Configuring the audit client for NFS

The audit share is automatically enabled as a read-only share.

Before you begin

You must have the Passwords.txt file with the root/admin password (available in the SAID package).
You must have the Configuration.txt file (available in the SAID package).
The audit client must be using NFS Version 3 (NFSv3).

About this task

Perform this procedure for each Admin Node in a StorageGRID deployment from which you want to retrieve audit messages.

Procedure

From the service laptop, log in to the primary Admin Node:
1. Enter the following command: ssh admin@primary_Admin_Node_IP
2. Enter the password listed in the Passwords.txt file.
3. Enter the following command to switch to root: su -
4. Enter the password listed in the Passwords.txt file.
  When you are logged in as root, the prompt changes from $ to #.
Confirm that all services have a state of Running or Verified. Enter: storagegrid-status
If any services are not listed as Running or Verified, resolve issues before continuing.
Return to the command line, press Ctrl+C.

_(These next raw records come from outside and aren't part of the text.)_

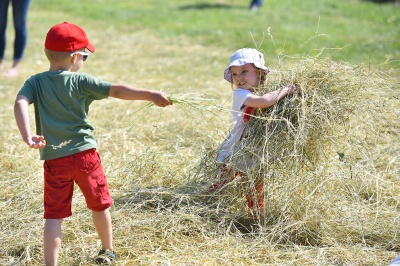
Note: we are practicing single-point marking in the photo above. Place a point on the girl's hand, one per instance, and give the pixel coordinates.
(36, 142)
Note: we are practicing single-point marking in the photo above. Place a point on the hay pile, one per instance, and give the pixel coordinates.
(323, 155)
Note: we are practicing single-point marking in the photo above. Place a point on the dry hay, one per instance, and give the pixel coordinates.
(327, 156)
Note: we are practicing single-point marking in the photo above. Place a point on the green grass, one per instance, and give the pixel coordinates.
(148, 153)
(366, 31)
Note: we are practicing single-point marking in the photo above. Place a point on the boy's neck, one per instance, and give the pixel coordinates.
(59, 67)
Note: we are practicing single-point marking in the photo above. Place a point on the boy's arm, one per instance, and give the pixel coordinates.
(269, 99)
(126, 92)
(22, 119)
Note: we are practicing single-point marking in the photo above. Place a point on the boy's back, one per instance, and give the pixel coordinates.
(61, 101)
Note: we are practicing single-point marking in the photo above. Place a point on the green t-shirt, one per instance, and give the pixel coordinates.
(61, 100)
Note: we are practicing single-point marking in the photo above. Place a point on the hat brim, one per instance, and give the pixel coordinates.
(90, 47)
(240, 62)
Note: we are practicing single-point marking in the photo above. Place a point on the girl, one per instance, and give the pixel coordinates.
(247, 72)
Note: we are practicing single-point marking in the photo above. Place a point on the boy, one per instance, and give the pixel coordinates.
(64, 135)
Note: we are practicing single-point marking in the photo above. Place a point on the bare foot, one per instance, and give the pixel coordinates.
(12, 72)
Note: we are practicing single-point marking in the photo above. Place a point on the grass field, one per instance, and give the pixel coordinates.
(150, 155)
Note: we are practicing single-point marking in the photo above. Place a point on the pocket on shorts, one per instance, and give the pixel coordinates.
(54, 170)
(103, 187)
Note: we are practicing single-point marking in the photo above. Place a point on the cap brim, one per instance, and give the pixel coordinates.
(90, 47)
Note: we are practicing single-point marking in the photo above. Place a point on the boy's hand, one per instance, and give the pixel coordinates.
(160, 99)
(36, 142)
(291, 88)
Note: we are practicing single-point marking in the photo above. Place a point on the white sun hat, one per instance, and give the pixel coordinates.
(245, 56)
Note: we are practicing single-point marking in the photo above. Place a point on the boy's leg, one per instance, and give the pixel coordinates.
(52, 240)
(102, 223)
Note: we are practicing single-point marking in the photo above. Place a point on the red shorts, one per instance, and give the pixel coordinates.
(60, 174)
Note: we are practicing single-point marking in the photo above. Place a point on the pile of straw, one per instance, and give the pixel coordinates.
(318, 153)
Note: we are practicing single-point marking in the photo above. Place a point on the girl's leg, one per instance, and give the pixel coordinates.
(255, 199)
(52, 241)
(102, 223)
(3, 26)
(20, 14)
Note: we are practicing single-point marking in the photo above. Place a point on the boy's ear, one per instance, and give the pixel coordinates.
(74, 58)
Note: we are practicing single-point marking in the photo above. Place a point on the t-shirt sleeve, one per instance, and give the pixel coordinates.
(93, 87)
(239, 96)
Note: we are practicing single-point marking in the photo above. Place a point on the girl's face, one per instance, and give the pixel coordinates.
(245, 77)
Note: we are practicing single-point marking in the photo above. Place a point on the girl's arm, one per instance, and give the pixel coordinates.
(126, 92)
(22, 119)
(269, 99)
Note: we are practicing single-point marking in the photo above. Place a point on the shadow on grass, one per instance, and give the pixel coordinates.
(202, 6)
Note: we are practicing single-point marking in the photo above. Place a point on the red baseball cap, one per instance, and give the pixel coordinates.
(67, 37)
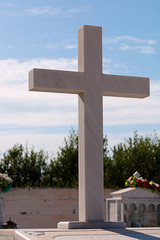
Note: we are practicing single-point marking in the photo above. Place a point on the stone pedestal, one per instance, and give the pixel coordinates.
(90, 225)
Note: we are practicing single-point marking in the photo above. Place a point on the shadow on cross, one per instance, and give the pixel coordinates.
(134, 234)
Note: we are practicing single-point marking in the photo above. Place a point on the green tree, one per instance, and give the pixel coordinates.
(26, 168)
(140, 154)
(63, 170)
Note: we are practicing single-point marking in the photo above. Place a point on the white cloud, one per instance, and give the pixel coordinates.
(47, 10)
(141, 49)
(19, 107)
(60, 45)
(117, 39)
(146, 46)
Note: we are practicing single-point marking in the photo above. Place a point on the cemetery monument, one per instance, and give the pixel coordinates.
(91, 85)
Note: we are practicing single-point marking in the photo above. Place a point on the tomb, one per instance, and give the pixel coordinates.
(91, 85)
(137, 207)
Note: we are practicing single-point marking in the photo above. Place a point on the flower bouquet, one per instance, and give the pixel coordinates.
(137, 181)
(5, 183)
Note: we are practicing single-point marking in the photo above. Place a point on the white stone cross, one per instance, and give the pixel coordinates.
(91, 85)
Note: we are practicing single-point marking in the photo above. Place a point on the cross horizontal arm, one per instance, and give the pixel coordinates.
(56, 81)
(125, 86)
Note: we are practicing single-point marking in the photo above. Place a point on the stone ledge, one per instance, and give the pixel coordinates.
(91, 225)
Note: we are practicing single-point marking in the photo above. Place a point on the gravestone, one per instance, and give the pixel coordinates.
(137, 207)
(91, 85)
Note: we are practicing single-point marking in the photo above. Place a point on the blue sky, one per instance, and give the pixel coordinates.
(43, 34)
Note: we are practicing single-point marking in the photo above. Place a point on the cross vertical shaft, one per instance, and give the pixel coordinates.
(90, 126)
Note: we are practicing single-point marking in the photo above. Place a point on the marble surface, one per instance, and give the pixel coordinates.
(91, 85)
(97, 234)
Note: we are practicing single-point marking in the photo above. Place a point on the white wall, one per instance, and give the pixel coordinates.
(41, 207)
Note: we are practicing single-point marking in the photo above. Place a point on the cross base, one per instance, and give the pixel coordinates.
(91, 225)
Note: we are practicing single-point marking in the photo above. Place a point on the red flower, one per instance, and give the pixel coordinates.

Start the NFS configuration utility. Enter: config_nfs.rb

-----------------------------------------------------------------
| Shares               | Clients              | Config          |
-----------------------------------------------------------------
| add-audit-share      | add-ip-to-share      | validate-config |
| enable-disable-share | remove-ip-from-share | refresh-config  |
|                      |                      | help            |
|                      |                      | exit            |
-----------------------------------------------------------------

Add the audit client: add-audit-share
1. When prompted, enter the audit client’s IP address or IP address range for the audit share: client_IP_address
2. When prompted, press Enter.
If more than one audit client is permitted to access the audit share, add the IP address of the additional user: add-ip-to-share
1. Enter the number of the audit share: audit_share_number
2. When prompted, enter the audit client’s IP address or IP address range for the audit share: client_IP_address
3. When prompted, press Enter.
  The NFS configuration utility is displayed.
4. Repeat step 6 for each additional audit client that has access to the audit share.
Optionally, verify your configuration.
1. Enter the following: validate-config
  The services are checked and displayed.
2. When prompted, press Enter.
  The NFS configuration utility is displayed.
3. Close the NFS configuration utility: exit
Determine if you must enable audit shares at other sites.
- If the StorageGRID deployment is a single site, go to step 9.
- If the StorageGRID deployment includes Admin Nodes at other sites, enable these audit shares as required:
1. Remotely log in to the site’s Admin Node:
  1. Enter the following command: ssh admin@grid_node_IP
  2. Enter the password listed in the Passwords.txt file.
  3. Enter the following command to switch to root: su -
  4. Enter the password listed in the Passwords.txt file.
2. Repeat steps 4 through 7.c to configure the audit shares for each additional Admin Node.
3. Close the remote secure shell login to the remote Admin Node. Enter: exit
Log out of the command shell: exit
NFS audit clients are granted access to an audit share based on their IP address. Grant access to the audit share to a new NFS audit client by adding its IP address to the share, or remove an existing audit client by removing its IP address.